The protective effects of melittin on Propionibacterium acnes-induced inflammatory responses in vitro and in vivo.


PMID 24496237

Abstract

Melittin is the main component in the venom of the honey bee (Apis mellifera). It has multiple effects including antibacterial, antiviral, and anti-inflammatory activities in various cell types.
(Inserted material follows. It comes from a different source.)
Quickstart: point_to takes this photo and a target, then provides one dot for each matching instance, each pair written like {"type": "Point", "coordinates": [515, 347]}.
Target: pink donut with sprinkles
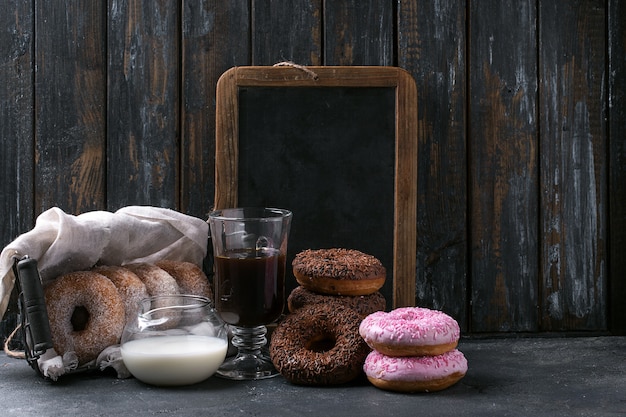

However, the anti-inflammatory mechanisms of melittin have not been elucidated in Propionibactierium acnes (P. acnes)-induced keratinocyte or inflammatory skin disease animal models. In this study, we examined the effects of melittin on the production of inflammatory cytokines in heat-killed P. acnes-induced HaCaT cells. Heat-killed P. acnes-treated keratinocytes increased the expression of pro-inflammatory cytokines and Toll-like receptor 2. However, melittin treatment significantly suppressed the expression of these cytokines through regulation of the NF-κB and MAPK signaling pathways. Subsequently, the living P. acnes (1 × 10(7) CFU) were intradermally injected into the ear of mice. Living P. acnes-injected ears showed cutaneous erythema, swelling, and granulomatous response at 24 hours after injection. However, melittin-treated ears showed markedly reduced swelling and granulomatous responses compared with ears injected with only living P. acnes. These results demonstrate the feasibility of applying melittin for the prevention of inflammatory skin diseases induced by P. acnes.